May 1, 2015

Realizing continuous small improvements together

A good way to attain changes in organizations is to involve everyone in continuously realizing small changes. 

One of the important aspects of progress-focused work is to focus on small steps forward. Small steps have multiple advantages. One of the most important advantages is that the threshold to come into action is lowered. And once in action it is easier to make further progress. Sometimes people fear that taking small steps is not applicable in situation in which there are big problems. But maybe the opposite is the case. Especially when there are big problems small steps can be quite powerful.

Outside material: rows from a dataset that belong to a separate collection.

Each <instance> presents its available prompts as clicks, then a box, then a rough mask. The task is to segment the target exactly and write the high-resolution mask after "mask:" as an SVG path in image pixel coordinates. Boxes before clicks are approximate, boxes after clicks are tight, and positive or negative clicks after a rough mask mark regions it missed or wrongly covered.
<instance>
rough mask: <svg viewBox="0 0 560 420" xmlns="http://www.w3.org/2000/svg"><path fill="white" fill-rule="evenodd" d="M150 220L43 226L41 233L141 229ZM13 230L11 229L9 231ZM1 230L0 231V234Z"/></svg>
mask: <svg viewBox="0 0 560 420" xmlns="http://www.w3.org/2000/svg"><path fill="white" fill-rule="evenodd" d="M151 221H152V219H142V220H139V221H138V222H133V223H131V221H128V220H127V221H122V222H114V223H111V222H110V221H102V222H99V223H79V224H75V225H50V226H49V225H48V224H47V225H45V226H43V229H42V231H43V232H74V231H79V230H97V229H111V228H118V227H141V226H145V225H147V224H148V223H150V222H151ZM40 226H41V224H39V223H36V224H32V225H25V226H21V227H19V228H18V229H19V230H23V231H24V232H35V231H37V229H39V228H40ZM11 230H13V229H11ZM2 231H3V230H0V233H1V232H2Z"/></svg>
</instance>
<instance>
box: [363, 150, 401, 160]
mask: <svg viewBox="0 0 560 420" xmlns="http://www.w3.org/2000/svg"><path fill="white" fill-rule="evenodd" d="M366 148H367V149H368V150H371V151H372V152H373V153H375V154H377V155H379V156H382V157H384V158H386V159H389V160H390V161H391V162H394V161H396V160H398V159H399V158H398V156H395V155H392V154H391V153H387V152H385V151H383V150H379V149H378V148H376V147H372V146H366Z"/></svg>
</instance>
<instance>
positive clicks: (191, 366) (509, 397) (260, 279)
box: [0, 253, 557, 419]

In my article Taming the beast, of some years ago, a case is described in which a manager started dealing with a huge problem in his organization via the small steps approach. This manager described how the focus on small steps helped him and his colleagues to finally make a start in tackling this big problem. After just a few days there was great enthusiasm and the confidence that the problem could be solved. After that I did not hear from this manager until two years later, when he wrote an update (The power of small steps in project management). In this update he wrote that not only the beginning of the project had gone very well but also the rest of the project and that they had held on to the small steps approach. Eventually this manager and his colleagues have even started to use the small steps approach in projects for their customers.

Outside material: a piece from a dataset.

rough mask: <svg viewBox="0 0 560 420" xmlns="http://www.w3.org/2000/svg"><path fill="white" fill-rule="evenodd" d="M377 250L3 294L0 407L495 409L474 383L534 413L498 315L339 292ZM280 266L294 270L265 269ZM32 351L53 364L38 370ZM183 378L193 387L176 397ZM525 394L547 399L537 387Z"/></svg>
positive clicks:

This week we did a growth mindset workshop at the invitation of Karin Groen, a manager who uses many progress-focused principles and techniques in her work. Karin told us about two booklets (one of them was this one) by Robert Maurer, a psychologist at UCLA who is specialized in Kaizen. Kaizen is a Japanese word which means something like good change or change to better. The core of Kaizen corresponds with the small steps approach which I described above. Maurer describes many practical examples of how powerful the small steps approach can work. One of the most important reasons, according to Maurer, why it works so well is that it creates less anxiety. When you aim for big and sudden change and ask big questions and give big assignments you will create fear in most people. But fear and creativity don't go together well.

What works better is a continuous approach in which you ask small questions and give small suggestions and in which you engage everyone. This way people can continuously be making small improvements which may lead to great results over time. A small example in the book shows that it does not always take long before big results happen when focusing on small steps.

Herb Kelleher, the former CEO of Southwest Airlines, wrote a letter asking each of the company's employees to save $5 a day. A flight attendant suggested using plain, unmarked trash bags instead of paying for the bags with the airline's logo. The small idea resulted in an annual savings of $300 thousand. Another employee took the stars instead of the elevator to save electricity. At the end of the year, the company cut costs by more than 5 percent.